I have been trying to consider all the various active cooling solutions myself, so I will watching this project with relish.
That reminds me, the gold/nickel base of the noctigon will reduce heat transfer slightly, as will soldering or reflowing a star to a heatsink, something to keep in mind, you may consider grinding it down to copper for this application
You may also want to do your own reflowing onto bare noctigons, making sure to press on the LED while reflowing to have the thinnest solder layer possible
Thoughts? Are you going for an XM-L2 record? Because the record is with smaller die leds, such as the XP-G2 used by the Deft-X, which claims at 1,000Kcd, four would be 4,000Kcd. I don't think a large die like the XM-L2 will ever get to that point, but you can probably easily hit an XM-L2 record if you are using aspheric lenses.

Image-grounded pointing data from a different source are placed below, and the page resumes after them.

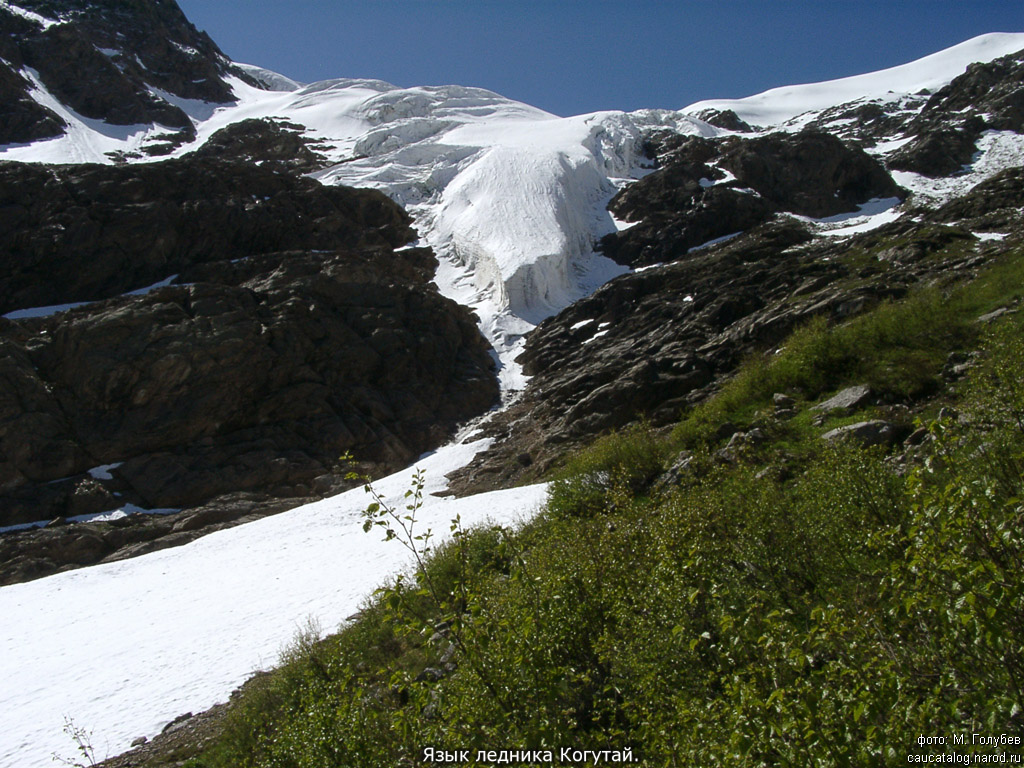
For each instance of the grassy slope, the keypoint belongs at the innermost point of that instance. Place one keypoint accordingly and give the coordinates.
(782, 603)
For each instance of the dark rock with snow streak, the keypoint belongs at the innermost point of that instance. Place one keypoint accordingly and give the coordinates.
(711, 188)
(110, 60)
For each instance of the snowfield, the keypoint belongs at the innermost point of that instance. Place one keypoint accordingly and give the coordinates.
(125, 647)
(513, 200)
(780, 105)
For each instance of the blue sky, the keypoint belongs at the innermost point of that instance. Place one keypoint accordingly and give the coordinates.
(570, 56)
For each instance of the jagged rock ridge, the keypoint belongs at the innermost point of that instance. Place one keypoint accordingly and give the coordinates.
(123, 62)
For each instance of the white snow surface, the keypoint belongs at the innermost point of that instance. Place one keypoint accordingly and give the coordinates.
(778, 105)
(122, 648)
(512, 200)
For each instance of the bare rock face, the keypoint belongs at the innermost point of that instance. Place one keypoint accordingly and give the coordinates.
(292, 333)
(104, 59)
(87, 232)
(987, 96)
(653, 343)
(711, 188)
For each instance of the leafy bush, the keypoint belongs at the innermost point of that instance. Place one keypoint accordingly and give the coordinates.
(745, 620)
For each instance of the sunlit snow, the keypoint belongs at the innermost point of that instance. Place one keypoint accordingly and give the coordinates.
(512, 200)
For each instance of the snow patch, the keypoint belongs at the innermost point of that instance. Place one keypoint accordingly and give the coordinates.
(43, 22)
(126, 646)
(772, 108)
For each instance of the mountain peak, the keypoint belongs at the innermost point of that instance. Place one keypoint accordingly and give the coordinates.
(121, 62)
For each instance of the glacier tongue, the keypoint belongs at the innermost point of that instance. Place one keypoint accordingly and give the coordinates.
(511, 198)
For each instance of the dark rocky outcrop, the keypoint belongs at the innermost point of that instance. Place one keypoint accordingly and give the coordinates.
(102, 58)
(86, 232)
(691, 201)
(987, 96)
(724, 119)
(655, 342)
(276, 143)
(258, 377)
(293, 332)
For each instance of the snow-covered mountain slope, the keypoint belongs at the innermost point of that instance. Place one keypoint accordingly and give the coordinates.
(779, 105)
(123, 648)
(512, 199)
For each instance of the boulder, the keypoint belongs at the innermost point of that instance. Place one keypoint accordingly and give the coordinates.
(867, 433)
(848, 399)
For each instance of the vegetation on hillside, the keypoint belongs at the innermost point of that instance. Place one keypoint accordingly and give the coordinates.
(795, 602)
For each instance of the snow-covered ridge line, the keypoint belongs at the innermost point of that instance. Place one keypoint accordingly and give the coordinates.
(780, 104)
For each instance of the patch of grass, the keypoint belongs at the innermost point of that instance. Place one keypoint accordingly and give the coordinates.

I don't have any thoughts on the cooling. I've been wanting to do a build with an acetone-based heat pipe, but don't have any practical knowledge to share.
I do think you will have to go at least 2S on the cells to achieve the current you desire.
I though you were going to do 7 DST heads? Or was that somebody else? Oh, and screw the SRK battery holders, just use an RC lipo pack. I’d go with a multi-cell pack and buck driver(s).
Like ImA4wheelr said. Parallel cells with not get you where you want to go. Unless you use a good bunch of cells LG D1 cells to power each emitter you will not see the emitter amps you desire. Even with those cells you will not see 6A+++ for that long (assuming you use lots of them)
The HX-1175B (Some know it as the Lustefire triple etc) seems to be one of the drivers that can do very high amps without issues. I might be doing a build using 3 of these at more than the 6,4A I down adjusted one to drive an XM-L2. Time will tell If I can pull it off and when emitters will die..
Like djozz said. Your main worry is probably the bond wires. Im skeptical that you will able to run it at higher than 9A even with your cooling. But I hope that you prove me wrong. J) Even 8A may not be reliable in the long rung.. who knows..
Another potential issue are current spikes from the driver circuit or whatever it is. The MF TR-3T6 driver seems to be killing emitters in the 6,5-7A range. Hopefully the HX-1175B will not have any signs of such behavior that might limit the peak amps where you kill emitters.
Lots of variables when going for the extreme. Be prepared to kill some emitters and find the limits of your own setup.. Maybe start with some cheaper XM-L2 T6 1A when finding the limits.. ;)
Either way, with low emitter temperatures you should see nicer figures than anyone else.